Worse still is the side plot where you can choose to dob your dad in and help the anti-fascist resistance. I’d have been all for it if it didn’t mean laboriously deciphering and sending actual morse code via a stashed telegram machine, which involves an additional compounding layer of tedium involved with matching letters to code words. It’s presented as a decision between loyalty to your family or your conscience, but really it’s a choice between spending 20 minutes doing grunt work or moving on with your life.

There are technical faults, too. Some quest markers never appeared, while completed ones stuck around. There’s a bicycle that’s barely worth using thanks to all the invisible boundaries it can’t cross, and the way it judders around in the small area where it’s actually usable. Most of the screenshots in this review are taken with ray-tracing and DLSS, but I had to stop booting into that version of the game because it kept stuttering, no matter which settings I used. Even without them, stuttering persisted, especially whenever I went down a certain staircase. That is not the way you want your horror game to be jarring.

The player uses their 1940s camera to take a photograph of Martha, lying in her open coffin in the family living room, in Martha Is Dead

There are small, fleeting glimpses at what could have been. A few scenes dip into strange, surreal imagery that might have been genuinely unsettling if I hadn’t been desensitised from all the corpse ogling. In any case, though, those scenes don’t build towards a satisfying conclusion. Near the end you’re asked a series of questions about which events you think were real, and as best I can tell the game goes along with whichever answers you choose to give. There’s nothing wrong with a dash of ambiguity, but I’d rather not be drenched in it - and it’s a poor companion to indifference.

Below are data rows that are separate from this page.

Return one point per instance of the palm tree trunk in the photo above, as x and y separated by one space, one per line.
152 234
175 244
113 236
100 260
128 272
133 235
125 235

There are plenty of grievances I haven’t had room to mention, nor to stress the cumulative misery of clunky writing combined with cheap attempts to go beyond the pale. Even if it weren’t so needlessly and extensively graphic, there’s a fixation on things that can go wrong with a woman’s body that would still leave a sour taste. The story as a whole is a series of rug pulls, but ones which left me standing nonplussed while the rug puller lurched haphazardly from foot to foot. A parade of ghost sharks, clumsily jumped. I suspect Martha Is Dead will be remembered as the game where you peel a dead woman’s face off, but it’s better off forgotten.